What the public knows about Cyber security. Quiz

I missed #10, because I don’t know what a VPN is (I know it STANDS FOR Virtual Private Network, but that’s not the same as knowing what it is). I should have chosen “Not Sure.” That would have been a correct answer, because it’s true.

10 out of 10 but I used to be in charge of network security many years ago.

9 out of 10, missed the VPN question. I don’t consider myself anything near a computer expert. On the other hand, a lot of people are both clueless and careless.

I thought this quiz was awful and promulgated a bunch of bad and outdated security info while getting a lot of things subtly wrong.

Question 4: Two Step Authentication is not a standard term used in security. Two factor authentication is the commonly used term. Depending on how exactly you define 2 factor authentication, the 1st, 3rd and 4th image might all count. Strict 2FA requires you to receive your code on a completely separate device, making all of them invalid. 2FA according to some auditing documents permits 1, 3 & 4 which is why you see bank logins use the latter.

Question 5: All 4 passwords are equally insecure. 6 letter passwords have been within the realm of exhaustive brute force for a long time now. It doesn’t matter how complex you make a 6 letter password, it’s the difference between being cracked in 0.001 seconds and 0.05 seconds. Length is a better protection than special characters.

Question 7: Technically, the answer should be not sure since only browsing via HTTP and not HTTPS can be seen by internet providers. This could be better worded.

Question 9: This is unambiguously wrong.

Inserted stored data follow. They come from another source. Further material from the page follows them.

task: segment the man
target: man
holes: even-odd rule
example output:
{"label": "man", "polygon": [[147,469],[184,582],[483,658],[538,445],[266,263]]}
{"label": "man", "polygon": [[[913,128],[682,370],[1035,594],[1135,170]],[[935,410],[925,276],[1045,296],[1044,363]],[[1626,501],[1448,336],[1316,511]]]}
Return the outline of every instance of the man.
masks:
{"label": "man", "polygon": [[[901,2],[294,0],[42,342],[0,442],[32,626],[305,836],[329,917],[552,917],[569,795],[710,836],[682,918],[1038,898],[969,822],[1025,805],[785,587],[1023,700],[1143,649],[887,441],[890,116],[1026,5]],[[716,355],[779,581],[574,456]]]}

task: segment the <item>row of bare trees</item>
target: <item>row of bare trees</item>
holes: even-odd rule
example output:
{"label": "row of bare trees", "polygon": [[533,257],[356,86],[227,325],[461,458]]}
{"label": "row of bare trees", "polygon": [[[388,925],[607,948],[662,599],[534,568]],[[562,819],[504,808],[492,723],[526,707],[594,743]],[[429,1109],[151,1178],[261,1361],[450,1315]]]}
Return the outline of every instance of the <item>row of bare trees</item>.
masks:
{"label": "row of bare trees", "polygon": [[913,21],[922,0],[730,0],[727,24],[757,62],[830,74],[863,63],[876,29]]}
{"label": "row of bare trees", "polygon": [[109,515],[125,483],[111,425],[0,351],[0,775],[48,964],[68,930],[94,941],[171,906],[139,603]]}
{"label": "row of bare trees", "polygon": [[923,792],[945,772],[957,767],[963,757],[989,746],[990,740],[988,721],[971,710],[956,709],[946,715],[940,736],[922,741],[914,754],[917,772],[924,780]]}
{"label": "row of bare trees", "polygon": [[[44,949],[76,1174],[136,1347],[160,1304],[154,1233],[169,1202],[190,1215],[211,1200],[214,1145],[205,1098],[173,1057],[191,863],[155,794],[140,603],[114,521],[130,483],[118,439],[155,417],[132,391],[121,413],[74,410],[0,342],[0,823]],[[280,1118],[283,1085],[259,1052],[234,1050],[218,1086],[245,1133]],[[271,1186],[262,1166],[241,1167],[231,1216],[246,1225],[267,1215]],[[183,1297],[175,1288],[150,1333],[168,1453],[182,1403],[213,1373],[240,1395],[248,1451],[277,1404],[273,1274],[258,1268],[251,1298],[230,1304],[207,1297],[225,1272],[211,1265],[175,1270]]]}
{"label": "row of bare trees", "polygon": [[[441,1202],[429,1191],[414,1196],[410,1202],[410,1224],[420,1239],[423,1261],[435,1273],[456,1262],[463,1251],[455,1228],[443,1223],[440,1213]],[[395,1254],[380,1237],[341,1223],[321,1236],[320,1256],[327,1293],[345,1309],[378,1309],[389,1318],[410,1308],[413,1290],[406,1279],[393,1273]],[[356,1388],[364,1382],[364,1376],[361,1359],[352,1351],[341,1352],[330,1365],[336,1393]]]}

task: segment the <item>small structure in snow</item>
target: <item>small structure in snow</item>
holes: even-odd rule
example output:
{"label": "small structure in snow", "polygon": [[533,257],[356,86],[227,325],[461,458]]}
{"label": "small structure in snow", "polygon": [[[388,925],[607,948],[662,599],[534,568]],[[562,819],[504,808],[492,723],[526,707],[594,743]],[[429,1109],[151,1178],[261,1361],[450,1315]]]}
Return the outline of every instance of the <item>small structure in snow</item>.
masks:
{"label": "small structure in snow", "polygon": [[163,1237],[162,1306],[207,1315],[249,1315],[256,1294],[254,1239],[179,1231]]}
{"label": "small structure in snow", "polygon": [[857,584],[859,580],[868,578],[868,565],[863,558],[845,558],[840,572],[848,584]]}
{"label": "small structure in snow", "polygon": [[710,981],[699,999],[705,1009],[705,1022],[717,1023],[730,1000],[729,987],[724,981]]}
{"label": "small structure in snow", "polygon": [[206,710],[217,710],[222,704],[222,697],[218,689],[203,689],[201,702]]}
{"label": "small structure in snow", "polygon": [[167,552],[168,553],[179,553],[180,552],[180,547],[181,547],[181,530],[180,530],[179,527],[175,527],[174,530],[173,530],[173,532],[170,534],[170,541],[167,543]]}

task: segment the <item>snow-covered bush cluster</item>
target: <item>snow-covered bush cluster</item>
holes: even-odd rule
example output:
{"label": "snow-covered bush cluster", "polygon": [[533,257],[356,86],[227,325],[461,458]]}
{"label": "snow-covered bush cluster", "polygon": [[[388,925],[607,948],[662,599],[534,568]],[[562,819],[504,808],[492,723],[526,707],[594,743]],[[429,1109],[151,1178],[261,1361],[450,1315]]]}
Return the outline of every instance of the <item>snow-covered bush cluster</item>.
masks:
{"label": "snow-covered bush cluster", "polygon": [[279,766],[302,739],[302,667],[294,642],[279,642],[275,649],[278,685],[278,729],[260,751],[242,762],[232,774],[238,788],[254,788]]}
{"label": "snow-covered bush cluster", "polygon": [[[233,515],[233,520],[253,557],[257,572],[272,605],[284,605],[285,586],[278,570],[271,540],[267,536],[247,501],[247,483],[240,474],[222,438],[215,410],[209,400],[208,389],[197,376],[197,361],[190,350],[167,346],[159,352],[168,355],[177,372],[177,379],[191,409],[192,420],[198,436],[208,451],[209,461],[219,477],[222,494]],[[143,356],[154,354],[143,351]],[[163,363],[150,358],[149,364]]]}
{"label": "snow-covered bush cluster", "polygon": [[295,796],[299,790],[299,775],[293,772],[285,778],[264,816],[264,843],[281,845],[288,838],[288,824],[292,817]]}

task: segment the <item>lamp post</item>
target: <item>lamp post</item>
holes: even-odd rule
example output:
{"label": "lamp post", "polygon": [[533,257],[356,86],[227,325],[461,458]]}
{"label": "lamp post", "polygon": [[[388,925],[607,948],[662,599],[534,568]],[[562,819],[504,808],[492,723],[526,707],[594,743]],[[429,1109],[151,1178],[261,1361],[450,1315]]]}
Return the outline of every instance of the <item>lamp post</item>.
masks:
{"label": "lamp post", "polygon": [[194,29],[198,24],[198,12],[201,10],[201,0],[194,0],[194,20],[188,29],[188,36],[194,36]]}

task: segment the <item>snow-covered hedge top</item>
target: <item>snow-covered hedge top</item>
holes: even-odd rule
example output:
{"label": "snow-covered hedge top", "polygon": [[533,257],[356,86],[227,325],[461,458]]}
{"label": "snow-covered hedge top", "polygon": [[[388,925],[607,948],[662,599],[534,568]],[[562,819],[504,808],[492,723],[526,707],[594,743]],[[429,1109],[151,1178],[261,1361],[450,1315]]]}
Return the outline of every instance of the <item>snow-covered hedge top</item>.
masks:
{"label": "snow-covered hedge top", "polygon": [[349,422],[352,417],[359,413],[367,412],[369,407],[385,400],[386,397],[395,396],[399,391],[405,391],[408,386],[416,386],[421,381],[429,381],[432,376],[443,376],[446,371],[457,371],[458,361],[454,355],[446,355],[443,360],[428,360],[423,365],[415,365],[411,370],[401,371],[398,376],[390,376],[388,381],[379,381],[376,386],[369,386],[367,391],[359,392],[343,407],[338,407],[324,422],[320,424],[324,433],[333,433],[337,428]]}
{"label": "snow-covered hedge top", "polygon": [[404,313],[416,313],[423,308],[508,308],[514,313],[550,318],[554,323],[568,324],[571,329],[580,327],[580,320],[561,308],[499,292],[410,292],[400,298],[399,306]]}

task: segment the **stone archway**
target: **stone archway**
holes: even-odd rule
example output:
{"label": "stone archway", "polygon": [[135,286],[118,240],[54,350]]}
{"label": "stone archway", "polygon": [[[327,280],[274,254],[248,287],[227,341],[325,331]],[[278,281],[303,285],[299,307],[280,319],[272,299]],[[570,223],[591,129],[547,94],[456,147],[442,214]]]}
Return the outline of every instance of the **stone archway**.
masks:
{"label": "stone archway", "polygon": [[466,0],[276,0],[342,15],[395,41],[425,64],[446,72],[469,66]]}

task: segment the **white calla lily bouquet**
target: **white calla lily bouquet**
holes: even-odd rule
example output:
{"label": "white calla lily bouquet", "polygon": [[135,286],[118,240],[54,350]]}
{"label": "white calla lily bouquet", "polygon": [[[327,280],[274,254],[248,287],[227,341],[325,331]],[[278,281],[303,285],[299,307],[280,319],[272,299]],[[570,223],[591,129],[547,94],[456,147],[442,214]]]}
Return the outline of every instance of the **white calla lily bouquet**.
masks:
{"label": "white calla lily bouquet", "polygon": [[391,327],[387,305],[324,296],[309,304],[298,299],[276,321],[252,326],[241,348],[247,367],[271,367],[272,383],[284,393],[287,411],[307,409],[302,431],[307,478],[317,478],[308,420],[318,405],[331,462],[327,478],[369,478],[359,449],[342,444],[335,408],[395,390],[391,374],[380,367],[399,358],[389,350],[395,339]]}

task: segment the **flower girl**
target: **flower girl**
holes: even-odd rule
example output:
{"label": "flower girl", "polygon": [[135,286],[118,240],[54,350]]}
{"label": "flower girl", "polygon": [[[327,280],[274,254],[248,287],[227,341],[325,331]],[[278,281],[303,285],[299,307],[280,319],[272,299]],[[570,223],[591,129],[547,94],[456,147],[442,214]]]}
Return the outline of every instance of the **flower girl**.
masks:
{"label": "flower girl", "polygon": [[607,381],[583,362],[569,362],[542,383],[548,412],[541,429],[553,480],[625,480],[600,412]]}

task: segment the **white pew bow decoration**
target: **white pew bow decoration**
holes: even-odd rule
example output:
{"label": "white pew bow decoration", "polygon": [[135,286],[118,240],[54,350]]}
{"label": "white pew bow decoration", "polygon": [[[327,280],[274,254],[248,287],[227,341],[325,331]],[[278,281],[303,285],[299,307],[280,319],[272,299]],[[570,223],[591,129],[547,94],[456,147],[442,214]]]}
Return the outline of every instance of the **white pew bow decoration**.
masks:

Even if someone is able to snoop on the wifi connection, as long as you’re visiting HTTPS enabled websites like online banking, they would need to break HTTPS to compromise you. It’s perfectly safe to perform online banking on a shared wifi connection.

Question 10: Both “Use of insecure Wi-Fi networks” and “De-anonymization by network operators” are mitigated by using a VPN. VPNs will hide your traffic endpoints from your ISP and the big push towards getting VPNs after the internet privacy bill passed was because of this.

I scored a 9, which is frightening, because I’m not that good with computers. (As in I think the test was too easy.)

This was truly a bad question. As you and rat avatar point out, greater password length is generally better for security than poorer human intelligibly.

I had much the same reaction to the phishing question, well except that I’m not involved professionally in IT security in any way, and wouldn’t even rank myself as a novice-beginning-amateur really. I didn’t know that “phishing” now means more than just trying to get login credentials via email scams.

I blame the mainstream media for this;):smiley:

I suspect this was a poorly composed quiz done up by someone with about the same level, or less, understanding of IT security as I have.

9/10
I don’t agree that phishing can involve a website, to my mind it is only an email, but I can handle being wrong on that one.

9/10 - my definition of phishing was not the same as theirs.

That was my take as well. The other one I missed was the VPN one so many others got wrong as well, so 8/10.

I also got no 10 wrong - I answered "“De-anonymization by network operators”. Could someone please explain why this is wrong - this was the primary reason I signed up for a VPN.

There are TLS protocol downgrade attacks in the wild. How sure are you that your browser and bank aren’t affected?

Don’t use an untrusted wifi network for sensitive activities is generally good advice, even if HTTPS is pretty good protection.

Because the people operating the VPN know who you are. Just the sites that you visit don’t know your originating IP address, and people can’t see your encrypted traffic. But that doesn’t make you “anonymous”

Glad to see Pew is taking on the issue of cybersecurity, but of course anyone active in a forum like this is going to be more sophisticated than the average.

According to this link from Incapsula, a botnet is “a group of hijacked Internet-connected devices, each injected with malware used to control it from a remote location without the knowledge of the device’s rightful owner. From the point of view of hackers, these botnet devices are computing resources that can be used for any type of malicious purposes.”

So botnets are used for any malicious purpose, not just stealing information. And I guess there is also a question on what a “network” is but maybe I’m being pedantic here (global CCTV cameras around the world but aren’t networked together can still be used as part of a botnet).

had to be for me to get the same score! :smack: :smiley:

But the question was which one of them were the safest :dubious:

Well, I feel better that some folks agree with my intuition.

I thought this was a weird question too. The password doesn’t create security, but it doesn’t make it less secure either.